Abitano in una campana di vetro. Gli occhi chiusi e l’ovatta intorno. Vincono una partita di mediocre fattura e segnata da un episodio e si ergono a professorini. Ridicolo, surreale, grottesco deja vu. Il loro allenatore – una volta tanto vincente, forse a sua insaputa – è come il suo presidente: tende alla gaffes, nonostante l’inconsistenza di gran parte delle domande a lui rivolte: “Forse questa vittoria è figlia anche delle dimissioni del nostro direttore sportivo, che hanno dato una scossa all’ambiente” dice. Frase criptica, dalle molte interpretazioni e dai mille sottendimenti. Dimissioni che “non approvo” continua l’allenatore. Dunque, per la proprietà transitiva, se non si condividono delle dimissioni che però a detta del tecnico hanno portato a una vittoria, la vittoria è un fatto casuale, non previsto, indipendente dalla volontà di chi (l’allenatore) dovrebbe crearne le premesse? Kafkiano. Ma anche coerente, sulla falsariga del leggendario e indimenticabile verbo del nostro: “Il calcio non ha una logica”.
Una cosa è certa. Società e squadra da mesi hanno segnato una distanza netta e consapevole dalla tifoseria e più in generale dalla gente del Verona. Un fatto grave e (a mia memoria) senza precedenti. E difficilmente sarà una salvezza (non mi stanco di ripetere, comodamente raggiungibile dato l’agevole calendario rispetto a Crotone e Spal, sarà un’impresa non salvarsi e a volte sembra che siano in grado di compierla, vedi Benevento) a poterla colmare. Come ho già avuto modo di scrivere, qui c’è un vulnus che va molto al di là dell’aspetto tecnico, agonistico, di una classifica o di un pallone in rete. Società e squadra da tempo si sono creati l’alibi perfetto: se ci salveremo sarà nonostante l’ambiente; se retrocederemo sarà colpa dell’ambiente. Un noi contro di voi che lascia senza fiato. Onanismo metaforico, autoreferenzialità paracula. Ieri la mezz’ala con il ditino alzato sulla bocca e l’allenatore l’hanno ribadito: giochiamo solo per noi stessi.
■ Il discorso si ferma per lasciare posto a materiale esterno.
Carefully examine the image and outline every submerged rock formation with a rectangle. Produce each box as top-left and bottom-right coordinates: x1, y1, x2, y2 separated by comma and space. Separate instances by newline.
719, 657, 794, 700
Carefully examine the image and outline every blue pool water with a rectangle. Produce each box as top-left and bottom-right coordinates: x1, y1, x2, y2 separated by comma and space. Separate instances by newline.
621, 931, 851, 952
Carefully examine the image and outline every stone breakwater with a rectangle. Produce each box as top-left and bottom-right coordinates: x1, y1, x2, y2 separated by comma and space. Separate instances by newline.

E a morire è il senso sociologico e assoluto del calcio, “l’unica religione che non conosce atei” come scrisse Eduardo Galeano: la condivisione, il campanilismo, il giocare per una bandiera, una città, un qualcosa e un qualcuno. Unire e non dividere. Rappresentare e non estromettere. Aspetti che valgono molto di più di un’effimera annata, o di una possibile salvezza che rischia di non creare nemmeno consolidamento (l’anno prossimo saranno fatti investimenti, o ci aspetta un altro campionato del genere?). Per questo hanno già perso anche se vincono.